Aujourd'hui, en France, la leucémie myéloïde associée à une exposition au formaldéhyde ne figure dans aucun tableau de maladie professionnelle. Ce 14 novembre, l'Agence nationale de sécurité sanitaire (Anses) a publié un rapport où elle conclut à un lien de causalité « avéré » entre l'exposition professionnelle au formaldéhyde et les leucémies myéloïdes (dont leucémies myéloïdes chroniques et leucémies aiguës myéloïdes). Depuis 2014, le formaldéhyde, appelé plus couramment « formol » lorsqu’il est sous forme liquide, est une substance classée cancérogène de catégorie 1B et mutagène de catégorie 2 au niveau européen.
Le formaldéhyde est déjà inclus dans plusieurs tableaux de maladies professionnelles dans les régimes de sécurité sociale (général et agricole), concernant les affections telles que dermites, eczéma, rhinite et asthme, depuis plus de cinquante ans, ou encore le cancer du nasopharynx depuis 2012. En revanche, à cette époque, le niveau de preuves avait été jugé insuffisant pour montrer un lien de causalité avec la leucémie myéloïde.
Ces dernières années, les connaissances relatives aux pathologies liées aux expositions au formaldéhyde se sont étayées. La Direction générale du travail, la Direction de la sécurité sociale et la Direction des affaires financières, sociales et logistiques ont alors saisi l’Anses début 2021 pour réaliser ce travail d’expertise en vue de la création d’un tableau de maladie professionnelle.
Améliorer la reconnaissance des victimes
« [Sa création] faciliterait la reconnaissance des cas de cancers associés à une exposition professionnelle », note l'Anses. Le rapport indique en effet que peu de demandes de reconnaissance de maladie professionnelle ont été formulées concernant les leucémies myéloïdes : entre 2011 et 2021, huit ont été répertoriées, dont seulement trois ont obtenu un avis favorable.
L'Agence justifie dans son rapport : « Des études montrent que les hématologues ont des connaissances très inégales des facteurs de risque professionnels et du fonctionnement du dispositif de reconnaissance ». Il est également difficile de tracer les expositions professionnelles au formaldéhyde, notamment pour les travailleurs du nettoyage. « Leurs trajectoires professionnelles, souvent fragmentées, rendent en effet difficile le repérage et la traçabilité des expositions à des substances dangereuses », est-il précisé.

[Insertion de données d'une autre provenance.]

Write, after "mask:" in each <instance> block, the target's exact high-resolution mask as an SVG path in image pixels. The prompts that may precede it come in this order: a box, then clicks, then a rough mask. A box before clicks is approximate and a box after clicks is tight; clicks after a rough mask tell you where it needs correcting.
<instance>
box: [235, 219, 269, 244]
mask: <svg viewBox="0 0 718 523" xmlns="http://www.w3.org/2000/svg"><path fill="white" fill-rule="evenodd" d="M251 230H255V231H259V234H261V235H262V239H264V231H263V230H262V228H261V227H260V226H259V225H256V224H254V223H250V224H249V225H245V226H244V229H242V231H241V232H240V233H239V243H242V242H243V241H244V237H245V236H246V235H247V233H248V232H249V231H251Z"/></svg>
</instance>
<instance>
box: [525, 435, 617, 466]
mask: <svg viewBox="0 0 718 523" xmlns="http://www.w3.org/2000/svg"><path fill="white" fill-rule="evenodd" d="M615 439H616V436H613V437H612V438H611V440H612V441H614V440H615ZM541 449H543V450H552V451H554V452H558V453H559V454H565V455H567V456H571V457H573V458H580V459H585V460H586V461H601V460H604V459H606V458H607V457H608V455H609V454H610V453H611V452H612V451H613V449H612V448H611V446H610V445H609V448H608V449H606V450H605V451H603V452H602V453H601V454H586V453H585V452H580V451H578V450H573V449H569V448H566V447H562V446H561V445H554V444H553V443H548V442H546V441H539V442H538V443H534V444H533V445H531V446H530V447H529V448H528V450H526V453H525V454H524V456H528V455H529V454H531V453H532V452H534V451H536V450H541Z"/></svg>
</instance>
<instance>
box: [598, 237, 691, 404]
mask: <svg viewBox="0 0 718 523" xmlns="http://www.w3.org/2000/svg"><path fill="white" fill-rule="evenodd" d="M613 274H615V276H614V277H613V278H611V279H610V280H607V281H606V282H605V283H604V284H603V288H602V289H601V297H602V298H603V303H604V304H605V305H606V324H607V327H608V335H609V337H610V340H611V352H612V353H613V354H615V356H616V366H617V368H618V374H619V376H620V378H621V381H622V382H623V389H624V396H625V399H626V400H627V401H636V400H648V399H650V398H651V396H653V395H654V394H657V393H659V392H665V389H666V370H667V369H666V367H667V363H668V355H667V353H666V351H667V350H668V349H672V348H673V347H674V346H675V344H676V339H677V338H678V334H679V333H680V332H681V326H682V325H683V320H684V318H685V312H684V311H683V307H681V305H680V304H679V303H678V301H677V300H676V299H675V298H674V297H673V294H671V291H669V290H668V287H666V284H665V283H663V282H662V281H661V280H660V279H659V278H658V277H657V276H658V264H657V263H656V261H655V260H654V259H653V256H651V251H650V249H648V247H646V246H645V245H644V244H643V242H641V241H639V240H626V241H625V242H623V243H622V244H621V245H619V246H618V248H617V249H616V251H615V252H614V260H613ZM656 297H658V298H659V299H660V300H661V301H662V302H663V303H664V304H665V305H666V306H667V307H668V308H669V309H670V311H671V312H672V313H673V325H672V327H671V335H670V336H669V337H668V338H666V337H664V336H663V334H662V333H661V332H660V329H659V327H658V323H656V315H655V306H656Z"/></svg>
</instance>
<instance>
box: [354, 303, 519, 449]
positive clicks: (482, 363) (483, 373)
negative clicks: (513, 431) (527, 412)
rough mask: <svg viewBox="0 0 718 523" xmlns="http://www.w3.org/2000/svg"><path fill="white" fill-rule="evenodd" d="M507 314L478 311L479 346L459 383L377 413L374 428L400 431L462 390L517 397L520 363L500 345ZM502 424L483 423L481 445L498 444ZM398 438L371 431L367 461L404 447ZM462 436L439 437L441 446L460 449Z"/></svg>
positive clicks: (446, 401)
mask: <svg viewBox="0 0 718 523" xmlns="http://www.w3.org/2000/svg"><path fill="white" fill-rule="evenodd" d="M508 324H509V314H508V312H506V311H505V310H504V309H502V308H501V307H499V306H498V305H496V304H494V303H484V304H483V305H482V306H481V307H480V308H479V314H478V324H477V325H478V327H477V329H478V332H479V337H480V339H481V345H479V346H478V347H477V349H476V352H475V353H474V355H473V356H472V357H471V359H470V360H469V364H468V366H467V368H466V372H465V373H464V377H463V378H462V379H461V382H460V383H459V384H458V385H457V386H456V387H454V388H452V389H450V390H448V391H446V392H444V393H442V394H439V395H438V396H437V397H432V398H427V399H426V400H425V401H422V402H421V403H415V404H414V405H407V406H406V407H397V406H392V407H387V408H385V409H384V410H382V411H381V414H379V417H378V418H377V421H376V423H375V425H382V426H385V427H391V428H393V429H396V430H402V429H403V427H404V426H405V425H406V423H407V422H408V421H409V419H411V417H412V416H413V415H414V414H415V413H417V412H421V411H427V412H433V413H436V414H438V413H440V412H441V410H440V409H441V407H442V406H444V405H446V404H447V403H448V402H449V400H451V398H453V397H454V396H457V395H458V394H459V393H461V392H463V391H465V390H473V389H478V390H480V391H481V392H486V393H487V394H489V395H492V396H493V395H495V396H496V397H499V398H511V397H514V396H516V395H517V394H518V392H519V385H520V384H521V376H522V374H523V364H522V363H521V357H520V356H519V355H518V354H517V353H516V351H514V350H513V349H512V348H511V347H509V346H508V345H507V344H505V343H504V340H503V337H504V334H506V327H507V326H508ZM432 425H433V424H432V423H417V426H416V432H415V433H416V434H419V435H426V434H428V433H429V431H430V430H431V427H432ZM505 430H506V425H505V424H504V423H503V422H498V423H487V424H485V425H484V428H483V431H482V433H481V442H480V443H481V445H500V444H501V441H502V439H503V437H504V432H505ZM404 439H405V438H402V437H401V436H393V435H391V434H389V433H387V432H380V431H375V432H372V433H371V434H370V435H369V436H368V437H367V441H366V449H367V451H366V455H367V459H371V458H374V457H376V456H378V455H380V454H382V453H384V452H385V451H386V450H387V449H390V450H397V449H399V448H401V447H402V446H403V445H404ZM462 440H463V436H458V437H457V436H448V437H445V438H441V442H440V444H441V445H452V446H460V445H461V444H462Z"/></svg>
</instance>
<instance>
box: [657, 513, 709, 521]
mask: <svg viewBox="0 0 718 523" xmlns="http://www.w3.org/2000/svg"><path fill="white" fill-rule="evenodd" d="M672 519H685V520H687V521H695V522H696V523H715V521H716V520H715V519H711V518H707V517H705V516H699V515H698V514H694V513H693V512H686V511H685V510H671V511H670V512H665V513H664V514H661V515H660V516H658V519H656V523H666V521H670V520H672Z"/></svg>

À la recherche d'alternatives
D'autre part, courant 2021, l’Anses a identifié de potentielles alternatives au formaldéhyde dans cinq secteurs d’activité (l’alimentation humaine, l’alimentation animale, la pisciculture, le diagnostic médical et la thanatopraxie). En complément, une méthode générale pour comparer des alternatives à une substance chimique avait également été publiée à cette époque. L’Agence insiste : « la substitution doit rester la démarche prioritaire ».
De nombreux secteurs professionnels concernés
Selon une enquête de 2017, 185 900 salariés sont exposés à cette substance et 34 500 sont exposés à des résines à base de formaldéhyde susceptibles d’en libérer, soit 0,7 % et 0,1 % respectivement de la population salariée couverte par l’enquête. Sont concernés 86 sur 88 secteurs de la nomenclature des activités françaises.
Le formaldéhyde est utilisé notamment en tant que conservateur en thanatopraxie, désinfectant en milieu hospitalier et en agriculture ou fixateur dans les laboratoires d’anatomocytopathologie. Il est également libéré sous forme de gaz par certains produits ou résines utilisés dans l’industrie du bois, du textile ou du caoutchouc.
Depuis environ 20 ans, la proportion de travailleurs exposés semble cependant diminuer avec l’inscription de règles particulières de prévention des risques cancérogènes, mutagènes ou toxiques pour la reproduction dans le Code du travail. Les travailleurs des services funéraires, du secteur des soins de santé, des travaux de charpente et de la fabrication de placage et de panneaux en bois demeurent toutefois « soumis à des niveaux d’exposition élevés », alerte l’Anses.